The class described above works for Integer, String, and even the PasswordData class from my Schlüsselmeister application. For the rest of this post, I am going to explaing why I am not going to use it though, and what I have chosen instead.

Protocol buffers

Converting objects into a binary format is hard. Java serialization makes it look easy, but it comes with a couple of drawbacks:

• It is hard to get right and easy to mess up. Effective Java spends quite some time explaining the pitfalls of serialization. There are more articles on the web, such as this one.


• Even if I do not make any obvious mistake, I would be worried that i mis-code my class in subtle ways that might make it hard to extend it later on and add more fields. Anyone who ever had to deal with the dreaded serial versions incompatbile errors can hopefully related to that.

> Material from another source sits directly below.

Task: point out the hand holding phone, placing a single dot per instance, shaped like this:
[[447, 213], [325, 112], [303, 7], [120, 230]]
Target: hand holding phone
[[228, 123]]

• I want to be able to squeeze as much data into my free quota as I possibly can. Object serialization is not optimized to deliver the smallest byte sequences possible.


• I tie myself to the Java language. If I ever wanted to provide a generic restful API that can be used by other languages like python, I would need to come up with a different encoding format for that purpose anyway.

For these reasons, I have decided to support another type of encoding: Google's very own Protocol Buffers. Protocol buffers allow me to define my data structure in a language-independent fashion, as shown in this example:

message Person {
  required string name = 1;
  optional string email = 2;
}

A code generator can then be used to create classes for different languages (currently Java, Python, and C++). For example, click here to take a look at the code that was generated from the message-definition above.

Protocol buffers provide a way of encoding data that has been used by Google very successfully for a long time. Not only supports it multiple languages, it is also very easy to extend. I can easily add new optional fields to my Person datastructure and be confident that the class will still be able to read the older versions of my data.

In the next blog post of the Schlüsselmeister series, I will use protocol buffers to define a data model for my App Engine backend. I will persist the data in App Engine's data store using the ProtocolBufferPersistence class. It will be interesting to see how I fare...